Ogni ribellione vuole abbattere la forma del mondo precedente ritenuta ingiusta, ma poi, proprio perché interrompe il legame ed il flusso comunicativo inconscio con chi ci ha preceduto, rischia di costruire una nuova regola morale, forse molto più pericolosa e lesiva delle libertà del singolo.

La Morale è il surrogato di colui al quale è stato in qualche modo negato il riconoscimento.
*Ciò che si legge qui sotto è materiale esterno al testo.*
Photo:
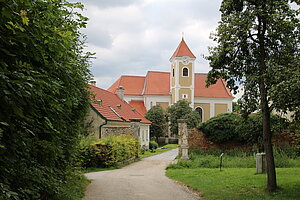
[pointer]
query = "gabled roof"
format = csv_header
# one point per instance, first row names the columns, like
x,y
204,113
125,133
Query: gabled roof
x,y
157,83
112,108
139,106
133,85
183,50
218,90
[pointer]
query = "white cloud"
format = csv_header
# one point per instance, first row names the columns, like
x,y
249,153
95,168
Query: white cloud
x,y
134,36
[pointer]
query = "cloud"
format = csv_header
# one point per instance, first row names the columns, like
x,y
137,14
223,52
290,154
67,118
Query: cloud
x,y
132,37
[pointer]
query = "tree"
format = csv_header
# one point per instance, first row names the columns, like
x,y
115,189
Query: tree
x,y
257,39
182,110
43,96
157,116
236,107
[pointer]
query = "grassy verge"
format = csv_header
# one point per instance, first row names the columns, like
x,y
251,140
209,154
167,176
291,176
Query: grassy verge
x,y
146,154
238,183
95,169
74,187
162,149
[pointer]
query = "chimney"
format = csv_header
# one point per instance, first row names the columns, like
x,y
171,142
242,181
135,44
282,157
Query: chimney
x,y
120,93
93,82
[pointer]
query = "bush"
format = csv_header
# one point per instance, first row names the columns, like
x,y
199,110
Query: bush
x,y
153,145
222,128
107,152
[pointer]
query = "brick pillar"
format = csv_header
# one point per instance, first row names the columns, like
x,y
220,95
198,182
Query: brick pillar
x,y
183,139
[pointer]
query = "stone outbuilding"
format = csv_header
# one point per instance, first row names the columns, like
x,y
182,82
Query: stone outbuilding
x,y
109,114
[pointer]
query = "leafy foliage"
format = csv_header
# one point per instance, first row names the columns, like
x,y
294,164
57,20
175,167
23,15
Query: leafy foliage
x,y
43,96
153,145
221,128
107,152
257,41
182,110
158,118
230,126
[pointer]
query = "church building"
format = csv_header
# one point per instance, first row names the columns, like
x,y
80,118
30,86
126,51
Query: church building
x,y
181,82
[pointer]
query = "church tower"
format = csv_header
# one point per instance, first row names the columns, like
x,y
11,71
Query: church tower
x,y
182,74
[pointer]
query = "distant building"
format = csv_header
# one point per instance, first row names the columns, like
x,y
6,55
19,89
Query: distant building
x,y
166,88
109,115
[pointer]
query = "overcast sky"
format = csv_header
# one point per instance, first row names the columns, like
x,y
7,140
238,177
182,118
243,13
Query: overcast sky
x,y
131,37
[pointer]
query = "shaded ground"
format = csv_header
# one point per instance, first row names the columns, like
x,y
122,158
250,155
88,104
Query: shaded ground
x,y
144,180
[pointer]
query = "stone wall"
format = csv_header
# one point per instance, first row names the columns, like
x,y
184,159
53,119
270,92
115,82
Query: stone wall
x,y
116,131
197,140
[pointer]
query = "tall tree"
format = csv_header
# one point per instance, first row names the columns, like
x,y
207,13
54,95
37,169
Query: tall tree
x,y
158,118
257,39
43,95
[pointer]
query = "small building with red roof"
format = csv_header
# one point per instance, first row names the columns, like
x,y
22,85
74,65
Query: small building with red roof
x,y
181,82
110,114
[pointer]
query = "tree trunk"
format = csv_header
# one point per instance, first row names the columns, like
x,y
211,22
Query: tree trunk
x,y
267,138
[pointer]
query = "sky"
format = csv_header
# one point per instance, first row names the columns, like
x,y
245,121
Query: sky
x,y
131,37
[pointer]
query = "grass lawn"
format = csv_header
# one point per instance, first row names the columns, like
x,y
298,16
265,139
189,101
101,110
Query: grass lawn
x,y
238,183
167,147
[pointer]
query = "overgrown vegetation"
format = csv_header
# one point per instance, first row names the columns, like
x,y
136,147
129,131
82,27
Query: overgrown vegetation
x,y
107,152
162,149
182,110
258,48
43,98
245,130
158,126
284,158
153,145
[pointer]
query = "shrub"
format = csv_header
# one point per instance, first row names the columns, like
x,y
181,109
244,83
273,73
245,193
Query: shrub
x,y
222,128
250,129
153,145
158,126
108,151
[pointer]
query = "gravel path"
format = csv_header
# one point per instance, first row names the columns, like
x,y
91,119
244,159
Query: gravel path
x,y
143,180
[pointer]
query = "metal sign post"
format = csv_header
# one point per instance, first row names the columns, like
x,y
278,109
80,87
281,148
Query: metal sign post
x,y
221,157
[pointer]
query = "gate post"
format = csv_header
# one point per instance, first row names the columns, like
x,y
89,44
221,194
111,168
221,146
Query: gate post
x,y
183,139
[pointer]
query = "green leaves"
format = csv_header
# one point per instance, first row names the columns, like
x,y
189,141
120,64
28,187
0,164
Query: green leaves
x,y
182,110
43,96
158,118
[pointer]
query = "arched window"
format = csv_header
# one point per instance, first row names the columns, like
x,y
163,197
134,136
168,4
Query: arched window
x,y
200,111
185,72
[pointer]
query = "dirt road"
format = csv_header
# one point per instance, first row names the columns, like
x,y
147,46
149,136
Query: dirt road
x,y
143,180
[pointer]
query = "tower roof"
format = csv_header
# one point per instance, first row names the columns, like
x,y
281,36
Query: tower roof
x,y
183,50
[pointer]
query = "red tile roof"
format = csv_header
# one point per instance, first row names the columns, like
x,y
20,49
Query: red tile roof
x,y
183,50
139,106
218,90
133,85
112,108
157,83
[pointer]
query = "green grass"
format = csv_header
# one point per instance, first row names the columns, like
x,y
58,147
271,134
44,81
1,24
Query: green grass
x,y
167,147
74,187
238,183
232,160
95,169
146,154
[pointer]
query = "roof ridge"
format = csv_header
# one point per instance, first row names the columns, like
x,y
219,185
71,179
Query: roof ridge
x,y
132,76
183,50
226,89
157,72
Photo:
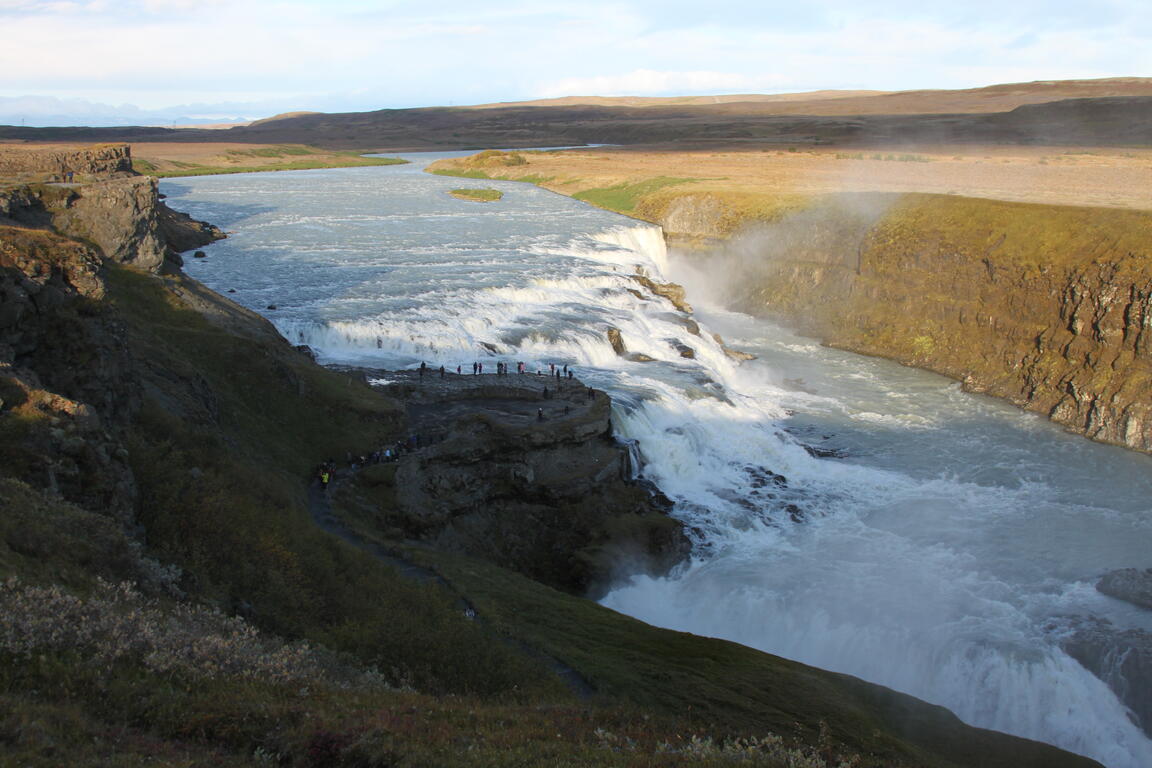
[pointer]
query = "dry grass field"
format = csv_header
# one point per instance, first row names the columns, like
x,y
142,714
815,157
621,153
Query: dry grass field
x,y
1091,176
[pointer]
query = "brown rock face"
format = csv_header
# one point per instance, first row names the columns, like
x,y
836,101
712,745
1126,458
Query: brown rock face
x,y
552,497
1047,306
106,161
113,208
121,217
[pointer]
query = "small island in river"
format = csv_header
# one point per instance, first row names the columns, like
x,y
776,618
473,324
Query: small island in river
x,y
486,195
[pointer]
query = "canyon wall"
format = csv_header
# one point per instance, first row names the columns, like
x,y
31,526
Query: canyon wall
x,y
54,164
1047,306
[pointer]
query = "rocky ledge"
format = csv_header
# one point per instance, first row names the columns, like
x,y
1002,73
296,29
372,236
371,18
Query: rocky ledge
x,y
523,470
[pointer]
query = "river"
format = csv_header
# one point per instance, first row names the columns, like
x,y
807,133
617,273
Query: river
x,y
938,542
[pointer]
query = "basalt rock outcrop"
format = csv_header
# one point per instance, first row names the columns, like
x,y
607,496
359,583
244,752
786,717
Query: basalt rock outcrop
x,y
1120,658
122,217
65,363
528,479
53,165
1050,308
1129,584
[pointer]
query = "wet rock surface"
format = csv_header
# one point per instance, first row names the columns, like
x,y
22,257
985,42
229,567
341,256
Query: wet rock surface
x,y
1130,584
1120,658
523,470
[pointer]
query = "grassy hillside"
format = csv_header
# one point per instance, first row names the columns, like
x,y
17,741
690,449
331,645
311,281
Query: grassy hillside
x,y
228,629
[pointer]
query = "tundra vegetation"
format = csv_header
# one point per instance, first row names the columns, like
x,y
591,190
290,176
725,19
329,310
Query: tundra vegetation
x,y
167,597
477,195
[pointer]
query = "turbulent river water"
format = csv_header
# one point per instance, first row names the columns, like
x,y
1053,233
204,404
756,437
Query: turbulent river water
x,y
940,544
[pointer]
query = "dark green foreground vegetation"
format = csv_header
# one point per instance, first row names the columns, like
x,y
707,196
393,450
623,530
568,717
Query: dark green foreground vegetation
x,y
245,636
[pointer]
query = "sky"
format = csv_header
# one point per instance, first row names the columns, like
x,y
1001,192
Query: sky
x,y
176,61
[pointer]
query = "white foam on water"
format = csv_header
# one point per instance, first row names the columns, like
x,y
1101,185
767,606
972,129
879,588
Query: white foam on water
x,y
931,559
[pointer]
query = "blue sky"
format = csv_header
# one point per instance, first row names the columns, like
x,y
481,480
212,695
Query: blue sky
x,y
99,61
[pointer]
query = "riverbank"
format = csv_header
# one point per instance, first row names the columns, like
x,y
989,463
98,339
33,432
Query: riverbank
x,y
1041,304
157,435
169,160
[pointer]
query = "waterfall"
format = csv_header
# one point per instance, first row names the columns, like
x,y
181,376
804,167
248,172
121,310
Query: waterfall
x,y
844,511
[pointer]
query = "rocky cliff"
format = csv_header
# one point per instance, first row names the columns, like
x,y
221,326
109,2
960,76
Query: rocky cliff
x,y
1047,306
63,356
523,471
24,162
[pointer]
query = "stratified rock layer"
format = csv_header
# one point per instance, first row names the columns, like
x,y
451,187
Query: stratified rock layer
x,y
1047,306
523,470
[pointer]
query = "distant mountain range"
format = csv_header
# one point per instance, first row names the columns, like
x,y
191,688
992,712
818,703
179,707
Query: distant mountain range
x,y
1105,112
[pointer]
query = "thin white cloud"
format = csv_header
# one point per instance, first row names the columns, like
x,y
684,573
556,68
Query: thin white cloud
x,y
653,82
366,54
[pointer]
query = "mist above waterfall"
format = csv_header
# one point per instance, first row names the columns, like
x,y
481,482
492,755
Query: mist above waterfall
x,y
927,545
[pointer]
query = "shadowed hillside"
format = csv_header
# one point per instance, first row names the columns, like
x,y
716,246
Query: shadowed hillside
x,y
1111,112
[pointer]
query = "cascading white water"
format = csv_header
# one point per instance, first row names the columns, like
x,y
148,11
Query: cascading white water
x,y
941,555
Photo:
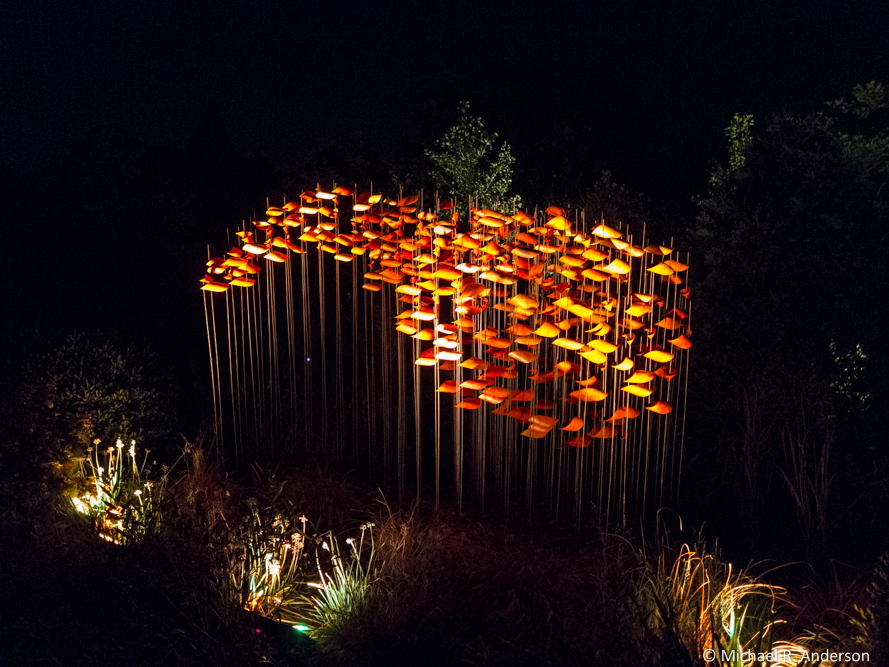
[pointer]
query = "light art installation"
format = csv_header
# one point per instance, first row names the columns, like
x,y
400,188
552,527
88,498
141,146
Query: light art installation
x,y
546,358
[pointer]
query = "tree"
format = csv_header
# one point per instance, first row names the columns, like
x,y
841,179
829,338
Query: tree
x,y
465,165
792,234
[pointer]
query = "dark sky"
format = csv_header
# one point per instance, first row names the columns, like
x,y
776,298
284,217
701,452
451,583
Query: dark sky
x,y
288,76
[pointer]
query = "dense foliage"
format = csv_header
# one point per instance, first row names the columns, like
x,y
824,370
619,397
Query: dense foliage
x,y
466,164
791,238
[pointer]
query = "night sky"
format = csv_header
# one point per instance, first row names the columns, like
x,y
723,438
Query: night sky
x,y
287,78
Ecco le motivazioni della rabbia che sono emerse nella nostra analisi:

  1. la rabbia è innanzitutto per il non riconoscimento del proprio valore
  2. per il mancato riconoscimento da parte del genitore di sesso opposto
  3. per non essere stata tutelata dai propri genitori in qualche frangente
  4. per la costrizione alla genitorializzazione nei confronti di padre e madre
  5. per il non riconoscimento affettivo paterno o del proprio partner
  6. per la non accettazione delle proprie regole,
  7. per non riuscire ad essere di esempio per i propri figli,
  8. perché la relazione con i propri figli è assolutamente ingestibile
  9. per l’impossibilità di trovare una donna amabile e dolce come la madre

 

Benefici della Cronogenetica per la Rabbia

Il sentimento di rabbia è collegato all’impossibilità di esprimere liberamente ciò che si vuole o si pensa. La persona tende a chiudersi in se stessa fino al momento in cui esplode; ma questa esplosione genera sempre in lei una reazione esagerata rispetto al nonnulla che l’ha innescata.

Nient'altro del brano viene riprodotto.